Many of mathematical problems arising in the areas of economics and industrial engineering can be formulated as discrete optimization problems. In this lecture, we pick up integer programming problems, network programming problems, and combinatorial optimization problems. We explain the mathematical structures of the solution sets of the problems, and connection with combinatorics. We also review various algorithms for discrete optimization problems.
The objective is to let students learn skills which is necessary to solve discrete optimization problems.

### Student learning outcomes

By the end of this course, students will be able to:
・Understand fundamental properties of discrete optimization problems.
・Understand fundamental properties of the branch and bound method.
・Understand fundamental properties of typical approximation algorithms.
・Understand fundamental properties of typical heuristics.

### Keywords

discrete optimization problem, integer programming problem, combinatorial optimization problem, the branch and bound method, approximation algorithms, heuristics.

### Competencies that will be developed

 ✔ Specialist skills Intercultural skills Communication skills Critical thinking skills Practical and/or problem-solving skills

### Class flow

In each class we give a lecture and assign some exercise problems if needed.

### Course schedule/Required learning

Course schedule Required learning
Class 1 fundamental properties of discrete optimization problems. understand the contents of each class
Class 2 algorithm and complexity
Class 3 overview of linear programming and the duality theorem
Class 4 relaxation method
Class 5 Lagrange relaxation and subgradient method
Class 6 enumerative method
Class 7 linear relaxation problem
Class 8 branch and bounds method
Class 9 dual simplex method
Class 10 additive lower bounds
Class 11 approximation algorithm
Class 12 randomized algorithm
Class 13 heuristics
Class 14 introduction to complexity theory
Class 15 summary

### Out-of-Class Study Time (Preparation and Review)

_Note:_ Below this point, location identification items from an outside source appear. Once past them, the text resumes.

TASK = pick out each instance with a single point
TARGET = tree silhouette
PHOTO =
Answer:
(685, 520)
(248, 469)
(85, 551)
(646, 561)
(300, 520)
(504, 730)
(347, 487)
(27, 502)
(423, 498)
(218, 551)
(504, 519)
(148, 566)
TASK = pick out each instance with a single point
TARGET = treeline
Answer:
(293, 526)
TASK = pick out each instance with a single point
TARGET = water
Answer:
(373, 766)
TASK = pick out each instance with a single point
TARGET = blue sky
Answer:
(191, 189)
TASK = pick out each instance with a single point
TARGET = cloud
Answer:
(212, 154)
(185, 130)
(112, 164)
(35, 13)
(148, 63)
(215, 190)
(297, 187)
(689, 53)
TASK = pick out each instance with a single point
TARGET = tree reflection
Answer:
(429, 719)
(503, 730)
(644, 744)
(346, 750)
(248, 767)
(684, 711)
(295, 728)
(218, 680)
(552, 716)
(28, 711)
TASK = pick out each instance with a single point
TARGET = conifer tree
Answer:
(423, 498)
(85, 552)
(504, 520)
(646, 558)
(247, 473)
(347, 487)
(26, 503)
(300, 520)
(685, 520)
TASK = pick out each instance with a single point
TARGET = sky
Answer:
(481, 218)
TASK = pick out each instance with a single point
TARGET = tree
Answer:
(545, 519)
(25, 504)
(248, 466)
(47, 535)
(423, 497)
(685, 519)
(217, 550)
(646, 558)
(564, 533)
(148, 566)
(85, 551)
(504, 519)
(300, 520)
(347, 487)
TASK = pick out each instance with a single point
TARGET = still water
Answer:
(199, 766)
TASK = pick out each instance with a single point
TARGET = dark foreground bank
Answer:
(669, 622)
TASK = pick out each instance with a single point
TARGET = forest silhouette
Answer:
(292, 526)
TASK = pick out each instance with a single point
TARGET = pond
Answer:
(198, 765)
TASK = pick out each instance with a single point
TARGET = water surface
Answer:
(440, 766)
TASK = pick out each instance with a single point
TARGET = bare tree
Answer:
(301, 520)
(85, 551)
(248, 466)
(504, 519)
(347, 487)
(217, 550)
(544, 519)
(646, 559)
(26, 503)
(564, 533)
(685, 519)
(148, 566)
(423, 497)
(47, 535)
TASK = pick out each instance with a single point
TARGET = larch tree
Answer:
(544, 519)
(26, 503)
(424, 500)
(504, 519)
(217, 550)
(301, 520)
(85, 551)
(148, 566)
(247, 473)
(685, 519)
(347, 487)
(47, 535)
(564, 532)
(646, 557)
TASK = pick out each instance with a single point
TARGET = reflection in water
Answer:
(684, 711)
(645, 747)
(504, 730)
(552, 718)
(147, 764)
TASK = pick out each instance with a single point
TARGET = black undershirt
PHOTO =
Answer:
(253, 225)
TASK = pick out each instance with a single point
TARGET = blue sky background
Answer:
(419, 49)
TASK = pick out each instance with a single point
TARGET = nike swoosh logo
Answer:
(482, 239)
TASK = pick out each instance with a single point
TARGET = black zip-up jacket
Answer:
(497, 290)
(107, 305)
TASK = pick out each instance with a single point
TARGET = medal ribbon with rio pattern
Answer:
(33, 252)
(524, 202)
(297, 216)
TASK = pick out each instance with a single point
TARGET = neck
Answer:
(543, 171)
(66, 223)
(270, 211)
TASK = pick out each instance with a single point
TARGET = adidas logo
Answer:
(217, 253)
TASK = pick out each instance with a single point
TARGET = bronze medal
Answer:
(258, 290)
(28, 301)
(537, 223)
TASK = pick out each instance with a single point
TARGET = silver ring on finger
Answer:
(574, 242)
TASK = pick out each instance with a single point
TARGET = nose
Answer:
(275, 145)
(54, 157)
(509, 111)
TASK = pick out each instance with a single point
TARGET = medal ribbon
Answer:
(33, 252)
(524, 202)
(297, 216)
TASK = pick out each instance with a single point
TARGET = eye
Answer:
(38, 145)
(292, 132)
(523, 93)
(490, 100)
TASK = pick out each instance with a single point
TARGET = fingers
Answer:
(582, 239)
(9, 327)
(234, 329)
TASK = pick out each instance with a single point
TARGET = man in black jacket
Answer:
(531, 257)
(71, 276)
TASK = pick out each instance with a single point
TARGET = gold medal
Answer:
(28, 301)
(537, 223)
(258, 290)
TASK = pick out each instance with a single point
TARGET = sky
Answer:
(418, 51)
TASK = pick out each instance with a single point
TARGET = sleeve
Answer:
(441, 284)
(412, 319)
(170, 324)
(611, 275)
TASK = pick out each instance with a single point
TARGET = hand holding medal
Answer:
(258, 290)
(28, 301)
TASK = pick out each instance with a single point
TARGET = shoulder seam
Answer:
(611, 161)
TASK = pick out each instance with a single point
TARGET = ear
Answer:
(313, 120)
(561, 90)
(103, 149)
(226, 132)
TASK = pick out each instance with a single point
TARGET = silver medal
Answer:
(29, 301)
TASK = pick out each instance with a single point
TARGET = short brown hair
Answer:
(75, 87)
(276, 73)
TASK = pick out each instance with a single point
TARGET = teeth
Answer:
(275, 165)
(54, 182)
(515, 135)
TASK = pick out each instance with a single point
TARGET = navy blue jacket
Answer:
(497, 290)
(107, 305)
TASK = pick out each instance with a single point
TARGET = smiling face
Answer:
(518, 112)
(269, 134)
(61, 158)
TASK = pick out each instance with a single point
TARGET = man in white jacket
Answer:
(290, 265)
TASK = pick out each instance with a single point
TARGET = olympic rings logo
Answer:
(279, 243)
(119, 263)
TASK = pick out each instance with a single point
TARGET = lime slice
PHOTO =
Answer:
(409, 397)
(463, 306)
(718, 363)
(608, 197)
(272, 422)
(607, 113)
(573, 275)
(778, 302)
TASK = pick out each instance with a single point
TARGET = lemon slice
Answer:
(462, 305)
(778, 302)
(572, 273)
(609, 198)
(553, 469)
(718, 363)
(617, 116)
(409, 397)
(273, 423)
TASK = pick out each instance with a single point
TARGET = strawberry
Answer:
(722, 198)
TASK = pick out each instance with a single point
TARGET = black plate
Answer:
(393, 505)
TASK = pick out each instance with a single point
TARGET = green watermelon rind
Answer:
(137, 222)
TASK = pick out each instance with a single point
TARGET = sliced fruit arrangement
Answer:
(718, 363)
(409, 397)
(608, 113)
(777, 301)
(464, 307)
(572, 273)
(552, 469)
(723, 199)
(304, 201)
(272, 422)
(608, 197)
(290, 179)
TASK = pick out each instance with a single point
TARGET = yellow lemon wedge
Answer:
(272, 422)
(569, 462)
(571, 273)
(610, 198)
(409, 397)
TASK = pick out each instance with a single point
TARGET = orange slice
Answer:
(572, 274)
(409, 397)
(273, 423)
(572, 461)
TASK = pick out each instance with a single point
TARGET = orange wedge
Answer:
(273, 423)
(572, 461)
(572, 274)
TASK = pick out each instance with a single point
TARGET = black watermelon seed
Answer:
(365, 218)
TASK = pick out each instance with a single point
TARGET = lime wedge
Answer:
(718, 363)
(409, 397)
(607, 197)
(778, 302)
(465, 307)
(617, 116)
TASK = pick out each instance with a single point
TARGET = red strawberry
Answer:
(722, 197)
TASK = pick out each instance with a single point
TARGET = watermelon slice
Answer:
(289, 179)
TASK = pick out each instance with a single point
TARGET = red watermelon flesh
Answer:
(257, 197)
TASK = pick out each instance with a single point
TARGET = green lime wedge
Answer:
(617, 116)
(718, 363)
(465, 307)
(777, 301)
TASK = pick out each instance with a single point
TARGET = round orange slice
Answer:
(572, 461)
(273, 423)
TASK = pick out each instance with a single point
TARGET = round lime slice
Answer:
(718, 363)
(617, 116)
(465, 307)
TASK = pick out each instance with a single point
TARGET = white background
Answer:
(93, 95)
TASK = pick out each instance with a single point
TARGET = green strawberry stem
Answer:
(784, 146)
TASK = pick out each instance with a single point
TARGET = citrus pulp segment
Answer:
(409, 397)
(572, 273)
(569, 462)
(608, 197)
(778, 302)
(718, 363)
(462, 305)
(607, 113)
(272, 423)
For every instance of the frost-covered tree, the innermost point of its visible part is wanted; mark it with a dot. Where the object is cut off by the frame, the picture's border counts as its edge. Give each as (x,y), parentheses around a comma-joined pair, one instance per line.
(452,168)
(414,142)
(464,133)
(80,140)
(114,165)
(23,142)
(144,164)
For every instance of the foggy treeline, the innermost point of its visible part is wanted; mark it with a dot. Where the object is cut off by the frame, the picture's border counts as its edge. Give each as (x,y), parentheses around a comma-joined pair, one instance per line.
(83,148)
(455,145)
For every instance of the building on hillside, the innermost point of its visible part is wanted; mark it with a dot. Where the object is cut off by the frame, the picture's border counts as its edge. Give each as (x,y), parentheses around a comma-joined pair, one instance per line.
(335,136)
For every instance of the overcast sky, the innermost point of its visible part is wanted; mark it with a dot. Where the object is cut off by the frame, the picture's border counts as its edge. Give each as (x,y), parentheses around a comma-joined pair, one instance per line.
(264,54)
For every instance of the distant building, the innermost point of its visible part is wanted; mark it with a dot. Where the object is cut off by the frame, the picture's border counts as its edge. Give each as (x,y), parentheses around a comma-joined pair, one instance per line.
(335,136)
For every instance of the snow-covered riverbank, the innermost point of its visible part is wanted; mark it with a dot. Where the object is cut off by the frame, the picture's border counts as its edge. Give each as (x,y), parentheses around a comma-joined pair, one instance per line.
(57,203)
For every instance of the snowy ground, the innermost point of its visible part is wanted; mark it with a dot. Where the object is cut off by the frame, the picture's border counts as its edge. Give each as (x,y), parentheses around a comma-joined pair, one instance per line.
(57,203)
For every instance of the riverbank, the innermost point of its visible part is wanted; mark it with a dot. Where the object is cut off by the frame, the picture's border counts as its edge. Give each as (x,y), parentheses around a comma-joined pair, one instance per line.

To enhance effective learning, students are encouraged to spend approximately 100 minutes preparing for class and another 100 minutes reviewing class content afterwards (including assignments) for each class.
They should do so by referring to textbooks and other course material.

None required

### Reference books, course materials, etc.

Course materials will be provided as needed.

### Assessment criteria and methods

Evaluation based on reports

### Related courses

• IEE.B433 ： Advanced Topics in Mathematical Economics

### Prerequisites (i.e., required knowledge, skills, courses, etc.)

No prerequisites are necessary, but enrollment in related courses is desirable.